「彩乃のこと、気にしてたよ」
「え?」
「あいつ、元気?って」
「…挨拶がわりみたいなもんでしょ、ただの」

あたしは、窓の外を見た。
日が少しずつ、傾き始めている。

「そういうんじゃ、ないと思う」
「じゃあ、なに?」
「なんていうか…こんなこと、今更言っても仕方ないけどさ。優弥にも、あったんだと思うな。

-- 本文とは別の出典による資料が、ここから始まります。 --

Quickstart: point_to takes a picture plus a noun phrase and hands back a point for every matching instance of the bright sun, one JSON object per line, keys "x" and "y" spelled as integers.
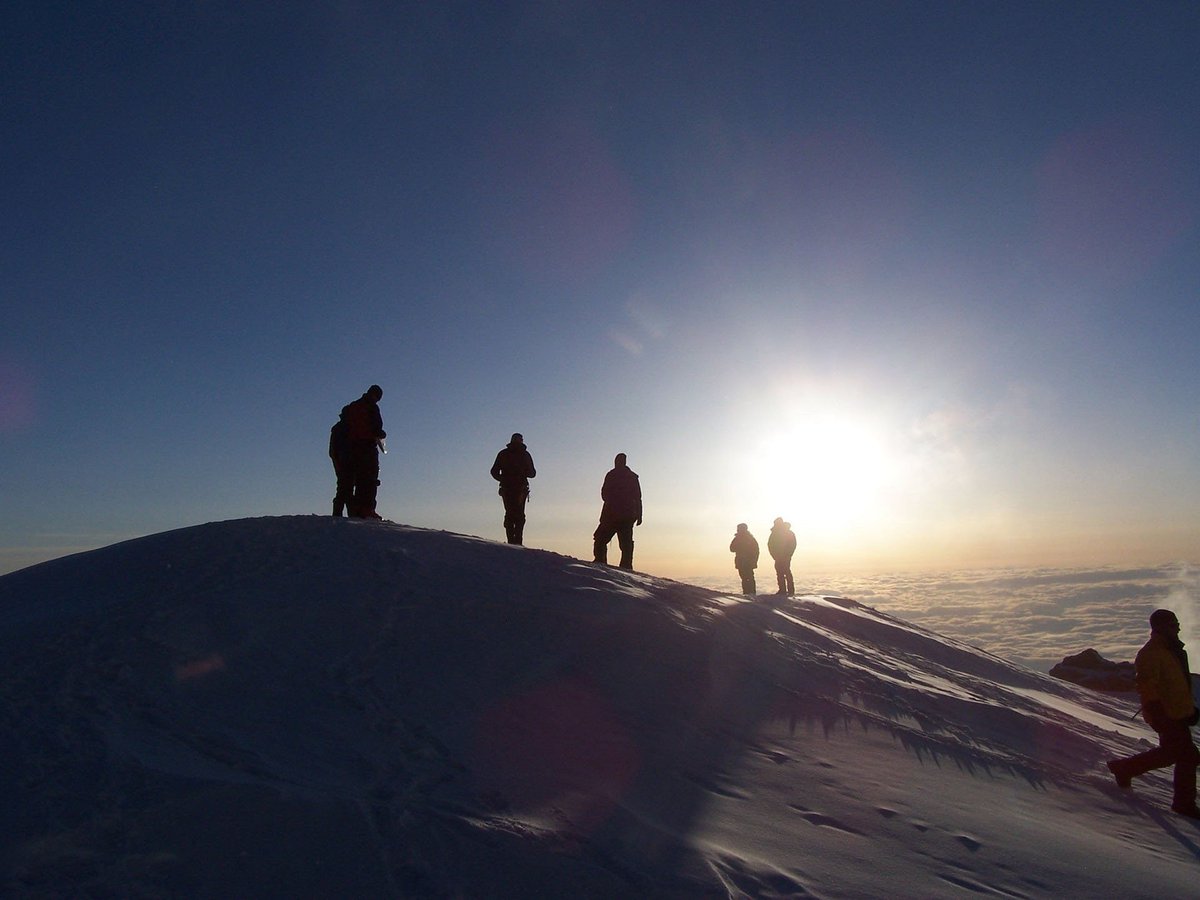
{"x": 825, "y": 473}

彩乃に言いたかったのに、言えなかったこと」
「……………」
「だから、まだ、残ってるんじゃない?彩乃のことが」
「……………」


今更、どうして陽菜はそんな話をするのだろう。
優弥とのことはとっくに終わっていることで、ましてや、もうあたしには拓真がいると言うのに。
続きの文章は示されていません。